Saturday, December 12, 2009

What's my personal connection to this reform? What's my experience with education?

  • All my life I have attended Catholic schools because of the poor public schools in my urban neighborhood of Logan Square.
  • Those schools did not have a great variety of resources and were known more for violence and discipline problems than education quality.
  • My father attended public school his entire life while my mother attended Catholic schools. Attending Roberto Clemente high school for my father who lived in, Humbolt Park, a neighborhood at times known for its poverty, crime, gangs, and violence was not something he often spoke about.
  • Clemente high school today still has the same racial tension, lack of resources, and violence that my father saw daily and managed to overcome.
  • My mother has always been a hard worker going to so called "good" schools her whole life.
  • My father and mother both had parents similar to those that I imagine send their kids to the Cristo Rey schools.
  • Their parents both came from Puerto Rico only speaking Spanish and not speaking a word English until they came to the U.S. What helped my mother and father succeed was concerned and caring individuals who believed they could succeed.
  • For my mother it was her family and teachers and for my father it was his family.
  • Both of their communities made it possible for their success through involvement in programs such as after school tutoring and work-study jobs.
  • Just like the students we read about in "Our Schools Suck" some of which came from poor neighborhoods and first-generation families my parents too struggled with education and at times what felt like a lack of support from those around them.

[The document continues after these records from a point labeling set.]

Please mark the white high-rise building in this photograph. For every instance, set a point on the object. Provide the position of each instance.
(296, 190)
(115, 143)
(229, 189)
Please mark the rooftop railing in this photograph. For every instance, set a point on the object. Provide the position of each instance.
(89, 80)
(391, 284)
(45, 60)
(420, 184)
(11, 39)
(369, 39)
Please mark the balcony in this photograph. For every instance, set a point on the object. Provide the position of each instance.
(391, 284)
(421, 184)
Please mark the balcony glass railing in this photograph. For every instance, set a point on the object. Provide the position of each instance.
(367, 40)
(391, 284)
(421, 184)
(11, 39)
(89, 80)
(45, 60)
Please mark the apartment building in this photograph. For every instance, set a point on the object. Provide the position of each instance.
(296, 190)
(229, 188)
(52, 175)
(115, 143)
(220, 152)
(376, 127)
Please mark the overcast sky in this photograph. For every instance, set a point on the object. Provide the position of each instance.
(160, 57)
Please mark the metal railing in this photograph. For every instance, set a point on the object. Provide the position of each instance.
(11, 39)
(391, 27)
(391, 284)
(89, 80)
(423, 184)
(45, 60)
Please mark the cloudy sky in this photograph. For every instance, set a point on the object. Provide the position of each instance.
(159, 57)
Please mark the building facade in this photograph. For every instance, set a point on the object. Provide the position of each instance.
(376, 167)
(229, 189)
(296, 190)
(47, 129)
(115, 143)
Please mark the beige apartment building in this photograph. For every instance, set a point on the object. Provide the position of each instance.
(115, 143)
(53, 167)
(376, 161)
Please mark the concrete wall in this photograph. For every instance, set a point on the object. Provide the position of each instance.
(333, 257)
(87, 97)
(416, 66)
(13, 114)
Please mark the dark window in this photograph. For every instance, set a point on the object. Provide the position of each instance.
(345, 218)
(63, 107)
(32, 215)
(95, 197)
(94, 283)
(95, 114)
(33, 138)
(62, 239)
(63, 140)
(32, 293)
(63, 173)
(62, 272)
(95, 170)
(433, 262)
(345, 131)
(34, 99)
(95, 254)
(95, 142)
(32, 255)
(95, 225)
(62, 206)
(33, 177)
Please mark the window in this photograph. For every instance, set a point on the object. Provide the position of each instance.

  • Both my parents have always encouraged me to be proud of my Puerto Rican culture but to not let that pride cause me to go into a "cool pose" mode where I start acting as if the only thing important to me is "acting ghetto" or trying to portray a stereotype so others will accept me.
  • Like the girl mentioned in the "Our Schools Suck" book I don't feel as if acting white is a reason I have succeeded I feel that being myself is the reason I have succeeded. I do not often portray the stereotypical role of a Hispanic student. I speak without a Spanish accent and without using slang or a variety of vulgar words when I carry on a conversation.
  • Some have told me in the past why am I trying to be something I am not and why can I not accept who I am. I tell those people I am not a stereotype and I act the way I do so that others will take me seriously and never judge me or underestimate me basaed on how I look or what languages I know.
  • My caring teachers and involved parents were key to my school success and that is why community schools are at the heart of my reform effort.